Pelepasan keberangkatan ribuan warga NU dan jajaran Pengurus Cabang Nahdlatul Ulama (PCNU) hingga tingkat ranting itu dilaksanakan di Jalan Ahmad Yani, Kelurahan Nangkaan, Kecamatan Bondowoso, Kabupaten Bondowoso, pada Sabtu (7/2/2026) sore dengan pengamanan ketat dari pihak kepolisian.

Ketua PCNU Bondowoso, KH Abdul Qodir Syam, mengatakan kuota jemaah yang disediakan panitia pusat sebenarnya hanya sebanyak 1.000 orang. Namun tingginya antusiasme warga NU Bondowoso membuat jumlah peserta yang berangkat membludak hingga dua kali lipat.

“Kuota awal sebenarnya 1.000 orang.

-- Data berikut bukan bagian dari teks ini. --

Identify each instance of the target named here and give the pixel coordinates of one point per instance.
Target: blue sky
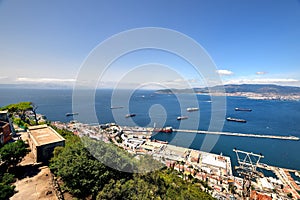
(250, 41)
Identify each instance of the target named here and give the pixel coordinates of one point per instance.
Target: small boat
(130, 115)
(116, 107)
(71, 114)
(236, 120)
(182, 117)
(243, 109)
(192, 109)
(167, 129)
(161, 142)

Tapi antusiasme warga NU sangat luar biasa, bahkan banyak yang berangkat secara swadaya dengan membayar sendiri biaya angkutannya,” ujar KH Abdul Qodir Syam.

Ia menyebutkan, ribuan jemaah tersebut diberangkatkan menggunakan 28 armada bus serta sejumlah kendaraan roda empat lainnya, termasuk mobil Elf, untuk mengangkut peserta menuju Kota Malang.

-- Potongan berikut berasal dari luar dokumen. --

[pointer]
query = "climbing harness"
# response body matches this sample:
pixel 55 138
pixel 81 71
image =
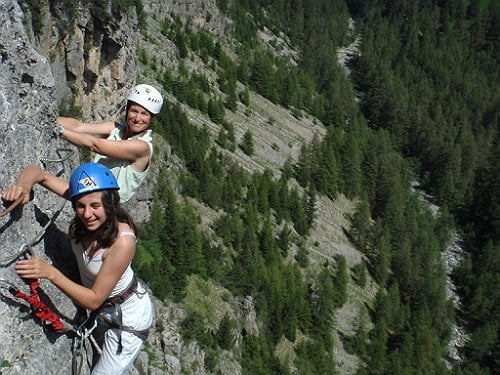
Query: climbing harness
pixel 83 335
pixel 107 316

“Busnya ada 28 armada, kendaraan kecil lagi. Ada mobil Elf juga,” tuturnya.

Lebih lanjut, KH Abdul Qodir Syam menjelaskan bahwa para jemaah asal Bondowoso akan mengikuti rangkaian kegiatan Harlah NU hingga Minggu (8/2/2026), termasuk menghadiri malam Puncak Resepsi 1 Abad NU Masehi.

Namun demikian, ia memperkirakan tidak seluruh jemaah asal Bondowoso dapat masuk ke dalam Stadion Gajayana. Pasalnya, kuota resmi yang disediakan bagi PCNU Bondowoso hanya sebanyak 1.000 orang.

“Kemungkinan tidak bisa masuk semua ke stadion Gajayana. Mungkin sebagian mengikuti kegiatan dari luar stadion,” ungkapnya.

Menurutnya, prosesi pelepasan keberangkatan diawali dengan pembacaan doa yang dipimpin oleh Ketua Majelis Ulama Indonesia (MUI) Bondowoso, KH As’ari Pasha, kemudian secara resmi dilepas oleh Kapolres Bondowoso.

“Tadi dikawal ketat oleh polisi saat pelepasan keberangkatan. Terima kasih kepada semua pihak yang telah mengawal dengan ketat,” pungkas KH Abdul Qodir Syam.

google-preference

Rekomendasi Berita

Berita Terbaru Lainnya

Memuat berita terbaru.....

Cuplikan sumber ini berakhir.